A fork-reuse may require developers to dig into the reused code. This is an opportunity for the team to learn new APIs, design features, code styles and sometimes even new algorithms. This learning further enhances development productivity and makes the team more adaptable and open to better options. It's quite the contrary of what happens to teams that only do reference-reuse or build-from-scratch: these become confined to a few limited perspectives. Of course, if you must reuse spaghetti code, dealing with it will be painful. But beware that there are many programming styles and what is spaghetti for some developers can be well-structured and organized for others. This often happens when a developer accustomed to some paradigm (like event handling or MVC) needs to read code that uses other paradigm (like functional programming or inheritance-based extensibility).
Wait, we are adults!
After reading all this, you might think that I'm against reference-reuse. If you do, sorry but you missed my forewords. I'm not against or in favor of any of these. I'm a software architect and designer, and if you know something about it, you understand that we must seek a balance on every choice. There is a hype in the world for reference-reuse, caused by concepts such as object orientation, SOA, DRY, design patterns and some insane attempts to reduce software development cost. Fork-reuse is barely considered nowadays, and problems of reference-reuse seem to be ignored! However, people and companies are evolving, and sometimes a smart group can pull the majority to a better state of knowledge. Apple, for instance, made a fork from KHTML to create WebKit. Chrome by its turn started a fork from WebKit, but after some versions they merged (perhaps it was better for WebKit than for Chrome - who knows?). LibreOffice is a fork from OpenOffice that showed great improvements already in early releases.
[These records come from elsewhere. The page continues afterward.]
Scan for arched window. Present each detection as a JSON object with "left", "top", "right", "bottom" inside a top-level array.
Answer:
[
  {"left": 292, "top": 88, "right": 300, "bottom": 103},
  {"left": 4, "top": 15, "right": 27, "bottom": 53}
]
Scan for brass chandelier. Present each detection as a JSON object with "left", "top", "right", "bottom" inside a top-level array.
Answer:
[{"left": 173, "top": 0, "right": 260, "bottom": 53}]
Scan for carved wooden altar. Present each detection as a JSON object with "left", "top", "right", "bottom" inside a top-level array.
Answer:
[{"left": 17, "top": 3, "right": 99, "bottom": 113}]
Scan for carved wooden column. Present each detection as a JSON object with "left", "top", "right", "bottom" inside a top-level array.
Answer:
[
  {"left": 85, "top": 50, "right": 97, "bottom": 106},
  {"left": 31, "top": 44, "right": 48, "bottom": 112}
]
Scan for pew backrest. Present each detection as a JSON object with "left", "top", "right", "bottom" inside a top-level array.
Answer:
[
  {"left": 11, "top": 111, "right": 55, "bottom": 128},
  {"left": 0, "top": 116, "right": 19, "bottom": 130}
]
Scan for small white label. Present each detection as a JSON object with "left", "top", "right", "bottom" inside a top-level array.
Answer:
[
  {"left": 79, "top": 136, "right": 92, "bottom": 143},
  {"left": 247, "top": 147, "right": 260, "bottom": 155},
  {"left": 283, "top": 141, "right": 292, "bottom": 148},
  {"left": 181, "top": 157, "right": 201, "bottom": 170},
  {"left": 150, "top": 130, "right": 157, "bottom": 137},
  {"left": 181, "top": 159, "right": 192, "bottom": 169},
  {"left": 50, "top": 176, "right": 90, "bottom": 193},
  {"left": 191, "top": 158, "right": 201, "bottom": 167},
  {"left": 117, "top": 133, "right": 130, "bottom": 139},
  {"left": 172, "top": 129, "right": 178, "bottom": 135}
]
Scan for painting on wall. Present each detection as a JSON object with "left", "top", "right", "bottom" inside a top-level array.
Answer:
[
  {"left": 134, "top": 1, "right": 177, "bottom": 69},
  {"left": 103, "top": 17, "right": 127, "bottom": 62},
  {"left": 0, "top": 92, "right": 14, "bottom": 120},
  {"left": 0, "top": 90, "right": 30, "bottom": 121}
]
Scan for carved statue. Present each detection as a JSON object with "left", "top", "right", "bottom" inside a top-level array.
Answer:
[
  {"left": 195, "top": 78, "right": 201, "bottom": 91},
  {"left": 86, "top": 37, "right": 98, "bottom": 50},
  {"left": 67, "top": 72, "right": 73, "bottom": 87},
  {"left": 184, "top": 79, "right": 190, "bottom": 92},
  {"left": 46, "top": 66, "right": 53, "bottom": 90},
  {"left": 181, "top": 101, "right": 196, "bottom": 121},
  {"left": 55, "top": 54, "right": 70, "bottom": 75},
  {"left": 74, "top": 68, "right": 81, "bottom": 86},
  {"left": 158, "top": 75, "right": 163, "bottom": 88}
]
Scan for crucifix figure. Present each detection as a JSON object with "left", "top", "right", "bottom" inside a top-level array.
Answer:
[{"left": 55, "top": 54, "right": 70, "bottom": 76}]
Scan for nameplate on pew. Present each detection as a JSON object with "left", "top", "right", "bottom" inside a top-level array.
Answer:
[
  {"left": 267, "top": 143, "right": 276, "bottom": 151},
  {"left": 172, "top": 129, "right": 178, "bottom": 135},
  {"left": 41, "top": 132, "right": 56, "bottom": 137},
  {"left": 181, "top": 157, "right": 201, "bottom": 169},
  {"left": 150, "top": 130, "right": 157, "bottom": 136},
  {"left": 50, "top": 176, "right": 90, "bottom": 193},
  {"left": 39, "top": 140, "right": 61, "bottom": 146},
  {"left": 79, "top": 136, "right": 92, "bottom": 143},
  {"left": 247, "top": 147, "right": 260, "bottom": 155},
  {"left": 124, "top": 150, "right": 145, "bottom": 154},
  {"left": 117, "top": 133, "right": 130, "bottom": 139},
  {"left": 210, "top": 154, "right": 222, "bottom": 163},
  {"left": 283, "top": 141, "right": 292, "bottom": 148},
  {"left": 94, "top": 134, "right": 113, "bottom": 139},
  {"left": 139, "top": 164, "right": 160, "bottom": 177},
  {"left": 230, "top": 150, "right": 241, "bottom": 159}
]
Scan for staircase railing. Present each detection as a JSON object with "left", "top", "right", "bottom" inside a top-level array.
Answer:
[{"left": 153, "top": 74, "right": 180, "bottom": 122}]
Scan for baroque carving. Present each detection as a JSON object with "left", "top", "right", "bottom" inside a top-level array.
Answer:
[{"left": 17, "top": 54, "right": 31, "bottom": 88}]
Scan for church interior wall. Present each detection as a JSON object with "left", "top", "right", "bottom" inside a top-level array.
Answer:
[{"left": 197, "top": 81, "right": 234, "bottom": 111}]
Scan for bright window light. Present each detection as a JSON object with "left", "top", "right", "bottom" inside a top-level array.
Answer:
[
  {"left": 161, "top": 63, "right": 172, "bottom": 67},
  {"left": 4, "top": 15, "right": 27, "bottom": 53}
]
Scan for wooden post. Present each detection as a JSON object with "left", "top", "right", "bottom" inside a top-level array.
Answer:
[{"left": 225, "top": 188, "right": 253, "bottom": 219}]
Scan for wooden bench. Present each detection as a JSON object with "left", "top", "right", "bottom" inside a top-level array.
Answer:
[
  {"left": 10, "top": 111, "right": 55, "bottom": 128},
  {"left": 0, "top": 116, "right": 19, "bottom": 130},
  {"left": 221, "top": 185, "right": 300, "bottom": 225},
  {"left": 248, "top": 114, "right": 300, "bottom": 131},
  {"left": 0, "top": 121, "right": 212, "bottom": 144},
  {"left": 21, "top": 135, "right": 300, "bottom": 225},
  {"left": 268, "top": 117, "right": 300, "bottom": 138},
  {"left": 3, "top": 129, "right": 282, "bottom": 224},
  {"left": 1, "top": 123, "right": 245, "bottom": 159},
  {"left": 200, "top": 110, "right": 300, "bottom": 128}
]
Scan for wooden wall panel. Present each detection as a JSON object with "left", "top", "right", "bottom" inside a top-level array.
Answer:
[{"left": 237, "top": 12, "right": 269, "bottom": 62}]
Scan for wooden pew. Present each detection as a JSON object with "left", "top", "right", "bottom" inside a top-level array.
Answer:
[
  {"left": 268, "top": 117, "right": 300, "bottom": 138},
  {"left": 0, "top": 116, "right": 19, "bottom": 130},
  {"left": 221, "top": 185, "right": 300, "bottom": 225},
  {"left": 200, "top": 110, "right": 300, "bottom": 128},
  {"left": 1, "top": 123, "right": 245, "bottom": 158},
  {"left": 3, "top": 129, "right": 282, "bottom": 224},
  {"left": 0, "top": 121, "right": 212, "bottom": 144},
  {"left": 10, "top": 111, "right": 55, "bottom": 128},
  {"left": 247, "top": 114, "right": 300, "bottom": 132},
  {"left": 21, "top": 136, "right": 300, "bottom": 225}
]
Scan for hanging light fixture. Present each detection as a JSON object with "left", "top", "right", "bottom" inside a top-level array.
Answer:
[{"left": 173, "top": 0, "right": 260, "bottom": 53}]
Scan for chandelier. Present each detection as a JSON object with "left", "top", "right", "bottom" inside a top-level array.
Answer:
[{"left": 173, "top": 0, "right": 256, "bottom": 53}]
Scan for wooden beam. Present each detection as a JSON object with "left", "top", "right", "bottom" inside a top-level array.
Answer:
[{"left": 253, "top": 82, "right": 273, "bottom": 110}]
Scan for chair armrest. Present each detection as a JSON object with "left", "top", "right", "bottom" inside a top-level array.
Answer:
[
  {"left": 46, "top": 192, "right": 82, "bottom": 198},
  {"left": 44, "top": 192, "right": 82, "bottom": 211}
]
These are examples of big software being fork-reused. There are also examples of smaller softwares, like the Jetty Server (one of the best servlet engines in my opinion), that was fork-reused by Eclipse.
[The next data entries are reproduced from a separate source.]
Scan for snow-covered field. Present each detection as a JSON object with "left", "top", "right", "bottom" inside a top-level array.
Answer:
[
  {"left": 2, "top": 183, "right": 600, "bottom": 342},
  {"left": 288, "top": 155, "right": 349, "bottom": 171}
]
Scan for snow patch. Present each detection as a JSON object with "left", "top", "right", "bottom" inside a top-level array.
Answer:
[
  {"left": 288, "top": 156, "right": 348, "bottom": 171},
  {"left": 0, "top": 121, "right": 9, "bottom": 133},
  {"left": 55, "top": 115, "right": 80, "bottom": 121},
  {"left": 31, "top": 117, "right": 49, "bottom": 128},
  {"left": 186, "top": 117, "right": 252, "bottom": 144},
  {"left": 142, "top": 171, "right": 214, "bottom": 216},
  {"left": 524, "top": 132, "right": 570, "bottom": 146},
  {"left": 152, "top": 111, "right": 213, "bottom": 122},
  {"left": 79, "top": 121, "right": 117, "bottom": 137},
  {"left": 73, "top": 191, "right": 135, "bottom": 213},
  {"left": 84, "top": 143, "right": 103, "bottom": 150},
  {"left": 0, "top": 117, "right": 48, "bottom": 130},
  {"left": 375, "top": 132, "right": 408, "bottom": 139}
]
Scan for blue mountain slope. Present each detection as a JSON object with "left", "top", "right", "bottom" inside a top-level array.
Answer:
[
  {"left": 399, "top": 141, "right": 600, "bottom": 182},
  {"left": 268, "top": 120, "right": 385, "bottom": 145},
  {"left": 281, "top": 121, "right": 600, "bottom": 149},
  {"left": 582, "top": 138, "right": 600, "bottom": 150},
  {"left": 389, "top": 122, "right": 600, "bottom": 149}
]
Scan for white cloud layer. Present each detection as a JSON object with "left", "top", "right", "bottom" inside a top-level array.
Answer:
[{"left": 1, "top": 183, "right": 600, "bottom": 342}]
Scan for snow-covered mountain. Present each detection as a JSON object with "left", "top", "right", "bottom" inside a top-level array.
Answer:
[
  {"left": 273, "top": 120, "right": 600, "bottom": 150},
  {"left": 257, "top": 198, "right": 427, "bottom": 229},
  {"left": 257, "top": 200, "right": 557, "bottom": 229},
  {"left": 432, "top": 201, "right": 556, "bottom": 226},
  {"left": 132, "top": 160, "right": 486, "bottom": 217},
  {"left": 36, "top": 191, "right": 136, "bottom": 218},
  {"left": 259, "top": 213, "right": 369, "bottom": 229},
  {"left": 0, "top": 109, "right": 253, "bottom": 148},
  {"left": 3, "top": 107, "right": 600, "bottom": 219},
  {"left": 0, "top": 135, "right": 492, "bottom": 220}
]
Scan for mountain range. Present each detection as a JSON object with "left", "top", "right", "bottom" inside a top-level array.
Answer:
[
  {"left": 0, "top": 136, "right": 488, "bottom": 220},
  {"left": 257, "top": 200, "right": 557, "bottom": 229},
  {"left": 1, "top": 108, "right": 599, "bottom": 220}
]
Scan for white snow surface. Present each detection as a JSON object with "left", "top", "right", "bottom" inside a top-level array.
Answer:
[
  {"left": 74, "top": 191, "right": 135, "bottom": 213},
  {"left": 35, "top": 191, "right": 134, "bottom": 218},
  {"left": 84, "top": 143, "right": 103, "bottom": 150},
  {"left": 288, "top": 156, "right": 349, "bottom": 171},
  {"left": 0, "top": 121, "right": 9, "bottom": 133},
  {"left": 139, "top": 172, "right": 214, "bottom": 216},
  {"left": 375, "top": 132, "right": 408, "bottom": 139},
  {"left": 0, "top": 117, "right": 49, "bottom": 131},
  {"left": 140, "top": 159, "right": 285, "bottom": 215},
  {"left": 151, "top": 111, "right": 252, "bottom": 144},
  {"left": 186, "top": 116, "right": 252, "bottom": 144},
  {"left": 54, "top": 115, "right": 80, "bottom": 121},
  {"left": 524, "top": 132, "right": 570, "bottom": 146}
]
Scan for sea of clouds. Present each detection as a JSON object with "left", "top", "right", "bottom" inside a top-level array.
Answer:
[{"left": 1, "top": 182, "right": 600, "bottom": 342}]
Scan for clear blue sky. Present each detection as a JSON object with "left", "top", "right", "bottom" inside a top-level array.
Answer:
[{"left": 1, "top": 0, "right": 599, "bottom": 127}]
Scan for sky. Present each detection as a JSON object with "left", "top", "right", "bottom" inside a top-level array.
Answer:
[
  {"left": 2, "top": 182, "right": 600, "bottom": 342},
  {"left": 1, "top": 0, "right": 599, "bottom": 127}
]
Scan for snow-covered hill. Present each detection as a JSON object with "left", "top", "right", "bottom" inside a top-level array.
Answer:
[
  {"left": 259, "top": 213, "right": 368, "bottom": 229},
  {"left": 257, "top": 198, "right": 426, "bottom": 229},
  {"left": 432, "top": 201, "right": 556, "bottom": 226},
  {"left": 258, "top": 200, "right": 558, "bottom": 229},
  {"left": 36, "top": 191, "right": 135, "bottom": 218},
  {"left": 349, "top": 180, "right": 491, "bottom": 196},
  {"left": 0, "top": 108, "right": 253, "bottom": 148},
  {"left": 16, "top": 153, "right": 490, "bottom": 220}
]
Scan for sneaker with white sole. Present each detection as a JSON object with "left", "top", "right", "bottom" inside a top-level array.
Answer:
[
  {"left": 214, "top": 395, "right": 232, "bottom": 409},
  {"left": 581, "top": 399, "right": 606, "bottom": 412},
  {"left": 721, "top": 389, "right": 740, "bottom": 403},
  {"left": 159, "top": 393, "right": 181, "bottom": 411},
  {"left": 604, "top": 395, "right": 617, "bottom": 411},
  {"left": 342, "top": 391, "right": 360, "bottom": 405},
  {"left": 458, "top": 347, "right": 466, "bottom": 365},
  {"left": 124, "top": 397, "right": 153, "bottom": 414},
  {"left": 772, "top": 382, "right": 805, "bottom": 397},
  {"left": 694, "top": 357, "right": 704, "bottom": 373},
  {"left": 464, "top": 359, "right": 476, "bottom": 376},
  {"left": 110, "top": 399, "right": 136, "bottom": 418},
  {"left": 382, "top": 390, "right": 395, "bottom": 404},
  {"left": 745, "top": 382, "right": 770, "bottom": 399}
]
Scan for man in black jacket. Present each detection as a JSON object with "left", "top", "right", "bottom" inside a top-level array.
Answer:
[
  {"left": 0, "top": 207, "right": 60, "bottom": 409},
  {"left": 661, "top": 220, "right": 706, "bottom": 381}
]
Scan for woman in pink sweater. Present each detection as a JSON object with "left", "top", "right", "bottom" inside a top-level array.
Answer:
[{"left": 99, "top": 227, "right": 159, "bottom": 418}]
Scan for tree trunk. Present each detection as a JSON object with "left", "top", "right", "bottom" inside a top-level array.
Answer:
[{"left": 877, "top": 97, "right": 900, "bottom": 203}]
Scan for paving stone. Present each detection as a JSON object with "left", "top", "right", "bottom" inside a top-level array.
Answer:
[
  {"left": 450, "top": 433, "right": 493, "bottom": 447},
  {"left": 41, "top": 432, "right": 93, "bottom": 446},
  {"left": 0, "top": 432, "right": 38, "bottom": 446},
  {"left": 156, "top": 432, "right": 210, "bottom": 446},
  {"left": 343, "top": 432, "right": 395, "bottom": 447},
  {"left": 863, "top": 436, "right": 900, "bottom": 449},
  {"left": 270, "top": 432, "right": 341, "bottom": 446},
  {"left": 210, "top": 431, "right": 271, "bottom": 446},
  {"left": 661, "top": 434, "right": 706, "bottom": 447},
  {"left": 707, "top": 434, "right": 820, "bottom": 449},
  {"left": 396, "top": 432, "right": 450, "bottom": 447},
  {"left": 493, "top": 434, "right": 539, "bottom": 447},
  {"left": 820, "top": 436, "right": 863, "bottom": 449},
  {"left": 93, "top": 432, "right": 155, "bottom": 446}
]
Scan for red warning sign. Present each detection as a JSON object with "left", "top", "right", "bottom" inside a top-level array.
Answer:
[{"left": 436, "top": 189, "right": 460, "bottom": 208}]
Of course, fork-reuse also has its problems, and reference-reuse can be very useful in many scenarios. If weren't by fork-reuse, the GDI+ bug would not be so hard to fix and exploits wouldn't be so long live (that could also be avoided by use of a better language, of course!). The key feature for a component to be safely reference-reused is stability: the more stable a component is, the less likely it will be changed, and thus reference-reuse becomes interesting. Unfortunately, in our always-evolving world, only too generic components are actually stable. Many frameworks and specially in-house developed or custom software tend to be unstable during its first years of existence.
When I need to reuse new or unstable software, I always consider fork-reuse, specially if such component is small and has a license that allows me to change sources and pack together with my software. And in most cases I get all benefits! I prefer reference-reuse of generic and stable software such as language APIs, Apache Commons, parser generators, old (but still supported) frameworks like Spring MVC and Hibernate. There is no point in forking those things.
Fork-reuse is a decision that can effectively produce good software with reduced association costs, but like many things in software development, it's not a silver bullet. One must check and weight losses and benefits, and also compare with reference-reuse before doing a decision. Sometimes, we opt for build-from-scratch just to avoid some reference-reuse problems such as undesired dependencies, bad performance of layers and low robustness. On these cases, fork-reuse can be used to greatly reduce costs of a build-from-scratch decision.